李春游揩去了眼角的晶莹,沙哑道:「还藏在屋子中,但隐瞒不了多久了,迟早有人发现。」
桃襄脑子一片混乱,一方是追杀他的那伙农夫,另一方是李春游,还要想着丰年村的事情。
种种交织成了荆棘乱麻,让他宕机片刻。
这时,李春游发出闷声的呜咽,五指成爪深深陷入桃襄背后的衣料,脸埋在他胸前,抱着桃襄,仿佛是他救命的稻草。
「我好害怕——」李春游眉心骤成疙瘩,神情痛苦,从嘴里挤出几个字。
「我好害怕,我好害怕啊——」
从桃襄穿书的第一天开始就一直被李春游保护着,少年人放荡不羁,有种蔑视苍天的桀骜,身世神秘无比。
久而久之,桃襄甚至忘记了他才刚刚18岁,在现实生活中还是个刚刚从繁重的课业里解放出来的孩子。

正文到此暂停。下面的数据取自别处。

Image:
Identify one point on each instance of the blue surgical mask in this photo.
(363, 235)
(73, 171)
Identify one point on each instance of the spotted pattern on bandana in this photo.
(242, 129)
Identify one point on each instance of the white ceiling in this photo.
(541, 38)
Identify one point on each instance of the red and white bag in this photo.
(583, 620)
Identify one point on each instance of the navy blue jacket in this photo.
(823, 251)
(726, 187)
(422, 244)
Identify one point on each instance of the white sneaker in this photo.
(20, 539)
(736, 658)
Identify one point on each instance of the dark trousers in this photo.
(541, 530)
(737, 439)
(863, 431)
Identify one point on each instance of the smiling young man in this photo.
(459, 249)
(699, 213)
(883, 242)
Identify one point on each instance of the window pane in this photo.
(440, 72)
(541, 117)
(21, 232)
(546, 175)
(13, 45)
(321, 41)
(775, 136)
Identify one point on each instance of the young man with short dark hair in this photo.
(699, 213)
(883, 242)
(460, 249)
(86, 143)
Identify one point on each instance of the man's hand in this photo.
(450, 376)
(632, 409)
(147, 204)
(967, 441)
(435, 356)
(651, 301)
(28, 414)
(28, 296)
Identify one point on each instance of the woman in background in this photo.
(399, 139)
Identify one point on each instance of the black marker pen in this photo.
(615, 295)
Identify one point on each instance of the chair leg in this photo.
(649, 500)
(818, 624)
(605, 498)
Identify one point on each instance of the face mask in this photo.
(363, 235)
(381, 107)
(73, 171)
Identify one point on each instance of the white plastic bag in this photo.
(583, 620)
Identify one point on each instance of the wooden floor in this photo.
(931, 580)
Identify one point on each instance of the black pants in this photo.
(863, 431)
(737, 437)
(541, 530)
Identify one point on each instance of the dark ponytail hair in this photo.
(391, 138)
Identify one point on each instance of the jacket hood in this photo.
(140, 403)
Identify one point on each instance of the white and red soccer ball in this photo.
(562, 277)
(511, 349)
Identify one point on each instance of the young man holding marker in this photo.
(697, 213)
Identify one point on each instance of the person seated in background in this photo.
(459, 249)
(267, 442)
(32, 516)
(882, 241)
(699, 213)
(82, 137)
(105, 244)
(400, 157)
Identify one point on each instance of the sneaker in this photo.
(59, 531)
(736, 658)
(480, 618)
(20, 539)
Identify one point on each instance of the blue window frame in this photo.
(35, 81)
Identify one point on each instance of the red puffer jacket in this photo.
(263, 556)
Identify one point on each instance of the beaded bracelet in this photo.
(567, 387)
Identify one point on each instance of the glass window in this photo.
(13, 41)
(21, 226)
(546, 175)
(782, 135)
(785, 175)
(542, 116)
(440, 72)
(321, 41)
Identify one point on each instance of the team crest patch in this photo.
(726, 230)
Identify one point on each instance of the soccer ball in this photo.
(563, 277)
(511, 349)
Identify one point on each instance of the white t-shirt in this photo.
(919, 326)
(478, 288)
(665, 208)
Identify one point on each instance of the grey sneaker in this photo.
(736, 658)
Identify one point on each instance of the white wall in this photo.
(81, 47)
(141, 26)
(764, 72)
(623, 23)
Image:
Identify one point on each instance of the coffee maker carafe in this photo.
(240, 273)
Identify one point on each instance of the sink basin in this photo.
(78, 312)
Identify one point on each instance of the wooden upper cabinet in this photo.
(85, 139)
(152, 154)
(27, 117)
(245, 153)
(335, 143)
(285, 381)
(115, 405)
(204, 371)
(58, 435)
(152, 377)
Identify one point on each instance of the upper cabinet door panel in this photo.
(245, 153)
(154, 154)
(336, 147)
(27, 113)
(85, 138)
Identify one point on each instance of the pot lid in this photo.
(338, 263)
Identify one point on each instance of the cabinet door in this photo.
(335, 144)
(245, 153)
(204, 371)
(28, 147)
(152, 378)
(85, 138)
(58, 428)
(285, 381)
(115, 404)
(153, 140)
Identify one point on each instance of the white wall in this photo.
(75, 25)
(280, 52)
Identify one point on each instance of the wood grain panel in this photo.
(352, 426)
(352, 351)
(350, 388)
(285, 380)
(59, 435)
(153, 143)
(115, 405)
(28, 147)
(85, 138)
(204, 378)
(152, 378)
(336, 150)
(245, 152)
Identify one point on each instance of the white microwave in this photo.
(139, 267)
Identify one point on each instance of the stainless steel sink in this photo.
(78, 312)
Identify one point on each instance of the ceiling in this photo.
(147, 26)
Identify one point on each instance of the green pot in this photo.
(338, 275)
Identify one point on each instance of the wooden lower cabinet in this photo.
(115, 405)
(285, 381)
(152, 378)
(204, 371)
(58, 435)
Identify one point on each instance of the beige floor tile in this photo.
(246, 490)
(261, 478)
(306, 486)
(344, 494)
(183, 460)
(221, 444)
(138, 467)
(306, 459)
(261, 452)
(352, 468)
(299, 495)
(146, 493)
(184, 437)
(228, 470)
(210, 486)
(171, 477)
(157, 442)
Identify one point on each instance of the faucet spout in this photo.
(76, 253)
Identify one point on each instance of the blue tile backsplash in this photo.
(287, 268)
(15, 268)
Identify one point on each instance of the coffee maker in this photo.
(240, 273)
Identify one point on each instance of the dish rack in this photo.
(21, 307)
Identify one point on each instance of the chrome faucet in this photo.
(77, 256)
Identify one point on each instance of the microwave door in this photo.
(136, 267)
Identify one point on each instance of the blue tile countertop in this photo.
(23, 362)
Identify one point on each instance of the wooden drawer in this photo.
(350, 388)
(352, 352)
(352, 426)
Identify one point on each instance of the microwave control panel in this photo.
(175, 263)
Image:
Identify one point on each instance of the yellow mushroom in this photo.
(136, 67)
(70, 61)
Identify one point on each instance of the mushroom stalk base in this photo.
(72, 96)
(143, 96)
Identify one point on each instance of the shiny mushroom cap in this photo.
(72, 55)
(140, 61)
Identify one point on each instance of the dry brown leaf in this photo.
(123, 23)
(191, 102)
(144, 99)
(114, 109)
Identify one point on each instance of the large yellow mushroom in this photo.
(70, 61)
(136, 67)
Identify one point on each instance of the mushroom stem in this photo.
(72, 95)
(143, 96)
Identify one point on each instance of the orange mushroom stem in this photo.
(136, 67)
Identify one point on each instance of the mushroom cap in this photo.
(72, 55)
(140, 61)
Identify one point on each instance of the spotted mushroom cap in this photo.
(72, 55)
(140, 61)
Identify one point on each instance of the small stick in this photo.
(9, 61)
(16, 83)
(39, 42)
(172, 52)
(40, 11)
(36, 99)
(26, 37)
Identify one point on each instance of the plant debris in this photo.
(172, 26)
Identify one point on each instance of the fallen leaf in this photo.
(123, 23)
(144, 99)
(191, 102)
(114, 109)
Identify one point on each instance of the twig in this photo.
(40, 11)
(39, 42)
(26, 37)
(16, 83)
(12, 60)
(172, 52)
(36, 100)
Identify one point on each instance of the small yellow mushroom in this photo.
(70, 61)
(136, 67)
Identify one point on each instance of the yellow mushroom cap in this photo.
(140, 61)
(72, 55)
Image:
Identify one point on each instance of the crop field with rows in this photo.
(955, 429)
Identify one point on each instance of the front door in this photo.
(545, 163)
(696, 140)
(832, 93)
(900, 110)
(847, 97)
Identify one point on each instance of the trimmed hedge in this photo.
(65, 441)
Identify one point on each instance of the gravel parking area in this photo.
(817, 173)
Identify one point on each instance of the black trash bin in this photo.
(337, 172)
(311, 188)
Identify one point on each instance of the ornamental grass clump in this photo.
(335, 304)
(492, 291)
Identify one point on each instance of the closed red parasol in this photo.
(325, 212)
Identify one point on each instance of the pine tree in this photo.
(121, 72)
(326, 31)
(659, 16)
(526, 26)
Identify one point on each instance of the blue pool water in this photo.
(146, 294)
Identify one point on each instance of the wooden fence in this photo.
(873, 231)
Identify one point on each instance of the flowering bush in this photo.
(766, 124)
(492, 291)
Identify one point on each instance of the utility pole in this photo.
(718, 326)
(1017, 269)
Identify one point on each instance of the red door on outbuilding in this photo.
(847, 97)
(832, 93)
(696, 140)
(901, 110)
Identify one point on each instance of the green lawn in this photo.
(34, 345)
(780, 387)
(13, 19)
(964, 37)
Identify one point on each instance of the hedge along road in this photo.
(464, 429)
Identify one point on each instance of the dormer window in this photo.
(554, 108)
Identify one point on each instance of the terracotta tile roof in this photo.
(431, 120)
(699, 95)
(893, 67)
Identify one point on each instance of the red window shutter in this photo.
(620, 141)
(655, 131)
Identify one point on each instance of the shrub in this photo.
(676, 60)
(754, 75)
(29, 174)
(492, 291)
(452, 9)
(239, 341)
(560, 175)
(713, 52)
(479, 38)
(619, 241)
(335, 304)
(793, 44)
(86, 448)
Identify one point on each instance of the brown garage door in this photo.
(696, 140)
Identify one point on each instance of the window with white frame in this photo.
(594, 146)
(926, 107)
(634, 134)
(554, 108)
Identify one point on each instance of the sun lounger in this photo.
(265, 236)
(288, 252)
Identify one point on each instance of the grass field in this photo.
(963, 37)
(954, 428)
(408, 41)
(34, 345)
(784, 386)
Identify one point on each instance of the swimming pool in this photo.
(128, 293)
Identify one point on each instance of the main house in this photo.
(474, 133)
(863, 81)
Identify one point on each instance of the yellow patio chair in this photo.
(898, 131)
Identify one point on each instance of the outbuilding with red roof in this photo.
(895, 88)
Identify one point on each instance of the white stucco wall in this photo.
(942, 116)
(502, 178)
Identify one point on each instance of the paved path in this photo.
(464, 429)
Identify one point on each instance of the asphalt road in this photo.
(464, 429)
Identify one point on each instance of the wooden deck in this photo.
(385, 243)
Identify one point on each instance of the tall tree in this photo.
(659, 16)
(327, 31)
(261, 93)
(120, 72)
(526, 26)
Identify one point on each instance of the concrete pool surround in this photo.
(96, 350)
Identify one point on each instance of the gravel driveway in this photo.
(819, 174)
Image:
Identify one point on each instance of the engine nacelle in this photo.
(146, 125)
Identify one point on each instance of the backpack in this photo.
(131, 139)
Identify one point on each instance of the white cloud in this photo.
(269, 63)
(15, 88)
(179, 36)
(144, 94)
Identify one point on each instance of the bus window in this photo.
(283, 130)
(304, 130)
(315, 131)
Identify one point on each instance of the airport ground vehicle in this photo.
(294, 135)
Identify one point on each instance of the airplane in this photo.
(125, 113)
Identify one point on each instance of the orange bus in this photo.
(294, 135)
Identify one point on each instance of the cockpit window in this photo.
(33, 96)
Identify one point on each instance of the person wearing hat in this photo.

自己足足比他大5岁,却从未尽到年长者的羽翼来保护他。
桃襄一咬牙:「春游,你愿不愿意跟我走,我发誓我会保护你。」
李春游的抽噎声停止,抬起脸来,狭长的眼尾带上了红肿。他嘴唇颤动:「走,带我走……」
我好害怕,怕的是失去你,
桃襄还是正常人类的时候,过了一辈子中规中矩的日子,任谁见了他都要夸一句:「乖孩子。」
对他来说最疯狂的事情,就是逃了一节课去看电影,除此之外再无其他。
虽然成为了穿书员后也做了许多超出常理的事情,但都不足以打破他对「疯狂」的认知。
现在,他知道了。
他紧紧握着少年黏腻的掌心,两个身影在田野上奔跑,疾风灌入领口袖口,像鼓起的船帆旗帜飘荡。耳旁已经隔绝了一切声响,只剩下了彼此的呼吸和心跳声。